Note 2: Under subsection 72-15(3) of the Act, the Minister may remove a kind of prosthesis from the list in the Rules if the applicant fails to pay an ongoing listing fee.

12 Minister may have regard to recommendations and advice

In making the decision under subsection 72-10 of the Act, the Minister may have regard to a recommendation from the Prostheses List Advisory Committee.

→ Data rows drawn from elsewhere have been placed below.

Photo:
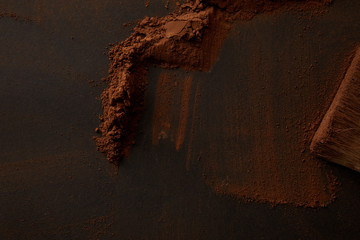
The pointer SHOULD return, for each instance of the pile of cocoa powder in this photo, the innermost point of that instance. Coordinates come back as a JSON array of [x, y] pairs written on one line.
[[189, 39]]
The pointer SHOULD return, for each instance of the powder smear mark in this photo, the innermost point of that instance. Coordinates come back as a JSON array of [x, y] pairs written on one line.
[[251, 166], [184, 111], [171, 109], [164, 103]]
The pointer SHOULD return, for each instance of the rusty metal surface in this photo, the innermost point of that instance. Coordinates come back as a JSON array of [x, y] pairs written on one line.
[[55, 185]]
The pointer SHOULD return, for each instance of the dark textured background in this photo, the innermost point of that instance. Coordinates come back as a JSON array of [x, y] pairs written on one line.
[[55, 185]]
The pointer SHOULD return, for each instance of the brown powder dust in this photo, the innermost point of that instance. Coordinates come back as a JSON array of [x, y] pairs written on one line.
[[190, 39]]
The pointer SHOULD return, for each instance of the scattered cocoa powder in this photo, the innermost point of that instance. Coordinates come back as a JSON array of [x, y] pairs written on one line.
[[190, 39]]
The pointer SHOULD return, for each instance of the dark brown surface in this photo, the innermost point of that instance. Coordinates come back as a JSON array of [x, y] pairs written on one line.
[[55, 185]]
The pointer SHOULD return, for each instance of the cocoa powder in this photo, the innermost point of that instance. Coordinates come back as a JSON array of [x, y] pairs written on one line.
[[190, 39]]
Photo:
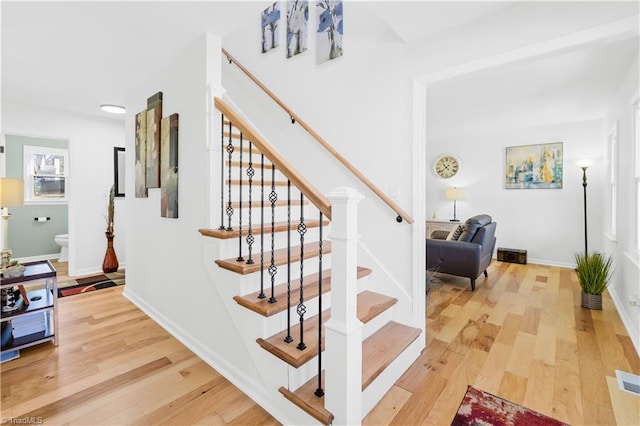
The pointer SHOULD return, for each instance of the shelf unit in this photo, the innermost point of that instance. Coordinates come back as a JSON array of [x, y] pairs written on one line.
[[42, 301]]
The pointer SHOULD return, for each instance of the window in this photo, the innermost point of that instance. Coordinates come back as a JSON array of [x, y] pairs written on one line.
[[613, 179], [45, 173]]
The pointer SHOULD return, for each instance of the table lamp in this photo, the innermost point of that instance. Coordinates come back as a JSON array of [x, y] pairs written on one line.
[[455, 194], [11, 195]]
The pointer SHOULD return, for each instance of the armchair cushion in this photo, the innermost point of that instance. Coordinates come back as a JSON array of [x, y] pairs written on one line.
[[472, 225]]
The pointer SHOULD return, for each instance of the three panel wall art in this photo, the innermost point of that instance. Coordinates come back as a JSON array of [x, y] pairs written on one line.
[[156, 152], [329, 30]]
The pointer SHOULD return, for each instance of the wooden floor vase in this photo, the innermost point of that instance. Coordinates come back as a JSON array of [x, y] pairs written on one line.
[[110, 262]]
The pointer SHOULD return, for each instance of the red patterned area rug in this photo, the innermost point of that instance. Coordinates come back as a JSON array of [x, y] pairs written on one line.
[[479, 408]]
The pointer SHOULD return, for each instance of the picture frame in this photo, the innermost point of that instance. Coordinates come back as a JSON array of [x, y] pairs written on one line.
[[534, 166], [119, 170]]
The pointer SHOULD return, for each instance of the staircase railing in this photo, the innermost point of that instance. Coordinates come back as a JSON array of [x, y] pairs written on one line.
[[401, 214], [231, 121], [312, 193]]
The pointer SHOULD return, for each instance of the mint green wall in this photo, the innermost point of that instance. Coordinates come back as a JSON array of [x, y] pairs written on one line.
[[27, 237]]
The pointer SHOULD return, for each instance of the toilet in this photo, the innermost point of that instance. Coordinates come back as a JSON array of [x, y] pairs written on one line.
[[63, 241]]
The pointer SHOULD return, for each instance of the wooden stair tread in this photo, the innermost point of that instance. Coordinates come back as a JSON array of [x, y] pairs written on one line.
[[257, 182], [378, 351], [280, 258], [305, 398], [383, 346], [279, 227], [311, 290], [370, 305]]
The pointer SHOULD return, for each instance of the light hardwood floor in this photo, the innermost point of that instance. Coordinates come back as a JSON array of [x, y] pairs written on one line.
[[521, 335]]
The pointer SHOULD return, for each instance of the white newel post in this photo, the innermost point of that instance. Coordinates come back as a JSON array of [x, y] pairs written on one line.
[[343, 331]]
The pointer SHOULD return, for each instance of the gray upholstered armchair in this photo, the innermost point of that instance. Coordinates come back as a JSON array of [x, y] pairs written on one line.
[[469, 255]]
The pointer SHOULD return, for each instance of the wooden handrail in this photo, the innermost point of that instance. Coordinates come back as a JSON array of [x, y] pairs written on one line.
[[310, 191], [296, 119]]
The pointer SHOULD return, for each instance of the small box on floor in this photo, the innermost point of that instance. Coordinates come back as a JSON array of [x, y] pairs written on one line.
[[512, 255]]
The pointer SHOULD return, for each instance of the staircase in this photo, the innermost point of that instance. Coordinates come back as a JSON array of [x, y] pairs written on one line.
[[297, 295]]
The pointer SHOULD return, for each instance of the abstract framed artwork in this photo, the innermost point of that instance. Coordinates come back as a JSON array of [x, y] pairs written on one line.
[[330, 30], [297, 27], [169, 167], [118, 170], [154, 116], [534, 166], [270, 24], [141, 155]]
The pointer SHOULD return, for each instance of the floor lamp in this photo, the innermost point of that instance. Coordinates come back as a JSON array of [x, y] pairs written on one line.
[[584, 164], [454, 194], [11, 195]]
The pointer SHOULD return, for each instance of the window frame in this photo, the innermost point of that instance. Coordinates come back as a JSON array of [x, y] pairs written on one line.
[[29, 173]]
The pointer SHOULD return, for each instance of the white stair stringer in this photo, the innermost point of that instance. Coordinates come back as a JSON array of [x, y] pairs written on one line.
[[274, 372]]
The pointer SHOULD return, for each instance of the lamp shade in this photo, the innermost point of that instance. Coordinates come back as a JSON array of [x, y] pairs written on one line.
[[455, 194], [11, 192]]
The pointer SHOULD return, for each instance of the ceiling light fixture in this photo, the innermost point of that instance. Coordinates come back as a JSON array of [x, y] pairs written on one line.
[[114, 109]]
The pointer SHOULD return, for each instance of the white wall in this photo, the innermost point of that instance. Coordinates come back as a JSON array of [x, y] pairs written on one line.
[[548, 223], [91, 142], [166, 276], [626, 282]]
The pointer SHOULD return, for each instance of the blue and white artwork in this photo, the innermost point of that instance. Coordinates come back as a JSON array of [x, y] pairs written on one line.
[[330, 30], [297, 27], [270, 24]]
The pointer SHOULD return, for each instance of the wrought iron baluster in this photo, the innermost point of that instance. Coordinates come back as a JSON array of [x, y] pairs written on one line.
[[301, 310], [222, 174], [319, 391], [250, 173], [288, 339], [273, 197], [261, 295], [229, 206], [240, 258]]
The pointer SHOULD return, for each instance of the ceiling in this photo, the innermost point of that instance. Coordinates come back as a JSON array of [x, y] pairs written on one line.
[[576, 85], [77, 55]]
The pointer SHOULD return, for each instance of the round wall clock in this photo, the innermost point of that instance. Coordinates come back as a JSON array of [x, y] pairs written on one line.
[[446, 166]]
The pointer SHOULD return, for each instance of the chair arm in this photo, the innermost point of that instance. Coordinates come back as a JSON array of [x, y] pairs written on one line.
[[454, 257]]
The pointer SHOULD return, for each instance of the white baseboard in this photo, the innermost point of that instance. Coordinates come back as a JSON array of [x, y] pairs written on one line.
[[38, 258], [630, 324]]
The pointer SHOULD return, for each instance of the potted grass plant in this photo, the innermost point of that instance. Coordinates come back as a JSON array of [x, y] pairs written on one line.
[[594, 272]]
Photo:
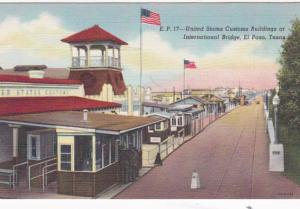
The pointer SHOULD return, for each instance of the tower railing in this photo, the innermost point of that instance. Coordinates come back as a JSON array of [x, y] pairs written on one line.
[[95, 61]]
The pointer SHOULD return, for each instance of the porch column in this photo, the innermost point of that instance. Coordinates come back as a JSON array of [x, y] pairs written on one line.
[[106, 56], [71, 53], [15, 129], [88, 56], [119, 57], [113, 59]]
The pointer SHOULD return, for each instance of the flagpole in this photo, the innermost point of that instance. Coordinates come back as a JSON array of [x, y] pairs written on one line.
[[183, 80], [141, 64]]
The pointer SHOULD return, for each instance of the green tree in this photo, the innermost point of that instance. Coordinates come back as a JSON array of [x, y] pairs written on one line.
[[289, 78]]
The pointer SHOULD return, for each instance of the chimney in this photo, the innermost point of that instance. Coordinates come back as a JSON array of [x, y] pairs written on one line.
[[85, 115]]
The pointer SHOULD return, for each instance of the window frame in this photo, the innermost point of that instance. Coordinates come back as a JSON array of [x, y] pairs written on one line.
[[38, 147], [66, 162]]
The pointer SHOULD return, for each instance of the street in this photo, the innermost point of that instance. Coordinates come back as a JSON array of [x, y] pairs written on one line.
[[231, 157]]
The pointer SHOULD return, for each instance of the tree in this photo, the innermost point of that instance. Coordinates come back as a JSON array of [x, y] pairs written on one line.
[[289, 78]]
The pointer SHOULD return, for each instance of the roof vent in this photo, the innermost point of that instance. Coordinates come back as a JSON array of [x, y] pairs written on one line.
[[36, 73], [22, 68]]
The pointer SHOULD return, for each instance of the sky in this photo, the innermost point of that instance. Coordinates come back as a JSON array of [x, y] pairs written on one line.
[[158, 204], [32, 36]]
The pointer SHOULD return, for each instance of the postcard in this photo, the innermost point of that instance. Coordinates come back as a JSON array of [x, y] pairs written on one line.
[[144, 100]]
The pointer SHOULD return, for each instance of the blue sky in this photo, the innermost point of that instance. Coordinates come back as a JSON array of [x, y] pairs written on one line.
[[122, 19]]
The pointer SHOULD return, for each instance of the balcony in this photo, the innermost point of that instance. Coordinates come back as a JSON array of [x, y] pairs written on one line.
[[95, 61]]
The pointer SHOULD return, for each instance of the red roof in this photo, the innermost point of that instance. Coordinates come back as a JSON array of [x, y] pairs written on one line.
[[23, 105], [93, 80], [94, 33], [26, 79]]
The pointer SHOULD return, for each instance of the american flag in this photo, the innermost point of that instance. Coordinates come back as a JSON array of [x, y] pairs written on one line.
[[150, 17], [189, 64]]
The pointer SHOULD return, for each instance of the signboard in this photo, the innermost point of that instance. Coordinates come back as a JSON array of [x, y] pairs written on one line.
[[155, 139]]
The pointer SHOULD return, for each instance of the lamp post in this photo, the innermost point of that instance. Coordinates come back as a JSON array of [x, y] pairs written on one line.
[[268, 100], [276, 102]]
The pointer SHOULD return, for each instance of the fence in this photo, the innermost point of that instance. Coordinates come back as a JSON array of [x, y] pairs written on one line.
[[164, 148]]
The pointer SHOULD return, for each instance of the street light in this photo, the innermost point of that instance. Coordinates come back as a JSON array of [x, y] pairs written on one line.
[[268, 100], [276, 102]]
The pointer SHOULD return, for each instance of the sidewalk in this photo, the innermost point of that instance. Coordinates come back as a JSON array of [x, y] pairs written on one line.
[[231, 157]]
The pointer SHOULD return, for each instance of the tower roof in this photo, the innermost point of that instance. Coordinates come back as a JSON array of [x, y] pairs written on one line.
[[92, 34]]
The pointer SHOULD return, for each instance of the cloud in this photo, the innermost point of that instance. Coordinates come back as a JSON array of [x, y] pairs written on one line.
[[240, 56], [35, 41], [158, 54]]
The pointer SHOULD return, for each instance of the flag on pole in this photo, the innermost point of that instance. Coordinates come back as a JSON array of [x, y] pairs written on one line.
[[150, 17], [189, 64]]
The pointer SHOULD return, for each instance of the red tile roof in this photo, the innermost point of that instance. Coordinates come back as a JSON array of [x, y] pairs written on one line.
[[24, 105], [94, 33], [26, 79], [93, 80]]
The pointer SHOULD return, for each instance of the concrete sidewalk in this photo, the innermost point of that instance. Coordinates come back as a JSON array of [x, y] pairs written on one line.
[[231, 156]]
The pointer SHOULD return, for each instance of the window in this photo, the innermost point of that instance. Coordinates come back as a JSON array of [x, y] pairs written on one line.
[[124, 141], [113, 146], [131, 140], [33, 147], [151, 128], [173, 121], [83, 153], [179, 121], [98, 153], [166, 125], [105, 150], [157, 126], [65, 157]]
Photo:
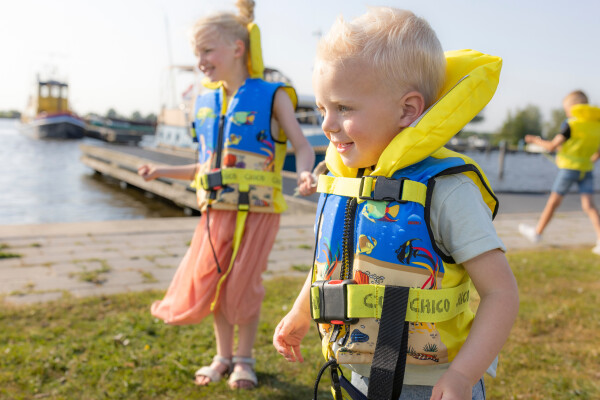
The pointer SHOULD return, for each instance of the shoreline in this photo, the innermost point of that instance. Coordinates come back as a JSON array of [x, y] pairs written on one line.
[[107, 257]]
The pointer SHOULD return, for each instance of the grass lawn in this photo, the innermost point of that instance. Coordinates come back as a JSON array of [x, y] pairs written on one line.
[[111, 348]]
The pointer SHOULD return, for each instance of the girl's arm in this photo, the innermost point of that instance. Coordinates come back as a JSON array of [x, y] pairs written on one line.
[[495, 317], [294, 326], [183, 172], [549, 145], [283, 111]]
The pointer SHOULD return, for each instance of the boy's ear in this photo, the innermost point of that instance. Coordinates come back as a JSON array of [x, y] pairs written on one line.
[[412, 105]]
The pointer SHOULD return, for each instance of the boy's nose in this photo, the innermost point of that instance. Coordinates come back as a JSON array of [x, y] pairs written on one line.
[[329, 124]]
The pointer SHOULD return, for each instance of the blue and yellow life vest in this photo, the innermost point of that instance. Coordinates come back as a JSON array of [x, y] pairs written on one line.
[[237, 147], [240, 157], [375, 245], [584, 141]]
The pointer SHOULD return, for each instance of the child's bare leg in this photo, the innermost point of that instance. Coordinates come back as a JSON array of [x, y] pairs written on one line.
[[587, 204], [246, 338], [224, 336], [551, 205]]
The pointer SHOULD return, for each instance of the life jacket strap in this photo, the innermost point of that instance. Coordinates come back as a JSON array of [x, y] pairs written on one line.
[[223, 177], [366, 301], [389, 359], [376, 188], [240, 226]]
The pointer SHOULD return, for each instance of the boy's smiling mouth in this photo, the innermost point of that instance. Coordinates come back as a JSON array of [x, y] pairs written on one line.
[[343, 147]]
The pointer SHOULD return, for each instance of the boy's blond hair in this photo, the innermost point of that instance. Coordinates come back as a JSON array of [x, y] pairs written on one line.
[[576, 97], [401, 48], [230, 27]]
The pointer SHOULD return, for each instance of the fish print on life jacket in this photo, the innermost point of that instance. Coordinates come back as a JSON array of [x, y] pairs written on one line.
[[389, 242], [246, 142]]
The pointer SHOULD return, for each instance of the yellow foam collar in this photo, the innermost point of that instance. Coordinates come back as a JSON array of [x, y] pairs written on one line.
[[471, 80]]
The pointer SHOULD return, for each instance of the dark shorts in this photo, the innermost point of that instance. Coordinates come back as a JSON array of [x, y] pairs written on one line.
[[566, 178]]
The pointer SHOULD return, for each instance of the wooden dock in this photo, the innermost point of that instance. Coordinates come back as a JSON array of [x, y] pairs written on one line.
[[121, 162]]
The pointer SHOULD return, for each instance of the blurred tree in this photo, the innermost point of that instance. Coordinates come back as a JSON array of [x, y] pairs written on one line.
[[525, 122], [552, 127], [112, 113]]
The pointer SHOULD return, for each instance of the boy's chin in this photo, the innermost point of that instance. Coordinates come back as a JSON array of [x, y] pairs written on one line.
[[355, 164]]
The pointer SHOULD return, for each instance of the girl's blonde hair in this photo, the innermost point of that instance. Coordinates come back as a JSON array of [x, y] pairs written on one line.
[[401, 48], [576, 97], [228, 26]]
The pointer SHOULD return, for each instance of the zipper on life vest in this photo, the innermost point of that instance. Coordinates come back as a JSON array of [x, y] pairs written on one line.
[[348, 236], [348, 239]]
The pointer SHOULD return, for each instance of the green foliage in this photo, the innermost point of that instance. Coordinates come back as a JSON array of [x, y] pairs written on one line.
[[110, 347], [525, 122], [557, 117]]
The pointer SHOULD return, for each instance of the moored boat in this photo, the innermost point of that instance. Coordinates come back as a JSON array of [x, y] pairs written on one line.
[[48, 115]]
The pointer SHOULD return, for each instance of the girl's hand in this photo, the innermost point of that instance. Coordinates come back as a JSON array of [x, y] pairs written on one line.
[[148, 172], [289, 334], [307, 184], [452, 386]]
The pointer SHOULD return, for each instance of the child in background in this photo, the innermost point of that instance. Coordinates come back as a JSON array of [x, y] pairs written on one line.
[[242, 124], [579, 143], [398, 210]]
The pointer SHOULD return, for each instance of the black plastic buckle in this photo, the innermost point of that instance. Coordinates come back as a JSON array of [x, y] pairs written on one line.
[[244, 201], [386, 189], [214, 180], [332, 302]]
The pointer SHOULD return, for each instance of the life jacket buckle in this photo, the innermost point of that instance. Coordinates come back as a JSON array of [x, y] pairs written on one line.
[[386, 189], [332, 302], [212, 180]]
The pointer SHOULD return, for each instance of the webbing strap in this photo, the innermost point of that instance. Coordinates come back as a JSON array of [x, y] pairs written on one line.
[[349, 391], [366, 301], [240, 225], [389, 359], [240, 175], [364, 188]]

13 Listing criteria for prostheses to be listed in Part C of Schedule 1

For a listing application to be granted to list a kind of prosthesis in Part C of Schedule 1, the listing criterion is that the kind of prosthesis is:

 (i) an insulin infusion pump;

 (ii) an implantable cardiac event recorder;

 (iii) a cardiac home/remote monitoring system;

 (iv) a cardiac ablation catheter;

 (v) a mapping catheter for catheter cardiac ablation;

 (vi) a patch for cardiac ablation;

 (vii) a monopolar device for surgical cardiac ablation;

 (viii) a bipolar device for surgical cardiac ablation;

 (ix) a system for surgical cardiac ablation; or

 (x) a probe for surgical cardiac ablation.

Note 1: The power to make listing criteria is in subsection 72-10(6) of the Act.

Note 2: Under subsection 72-10(7) of the Act the Minister must not grant a listing application if any applicable listing criteria are not satisfied in relation to the application.

Note 3: Under the Act the Minister may refuse to grant a listing application even if the listing criteria are satisfied.  See Note to subsection 72-10(7) of the Act.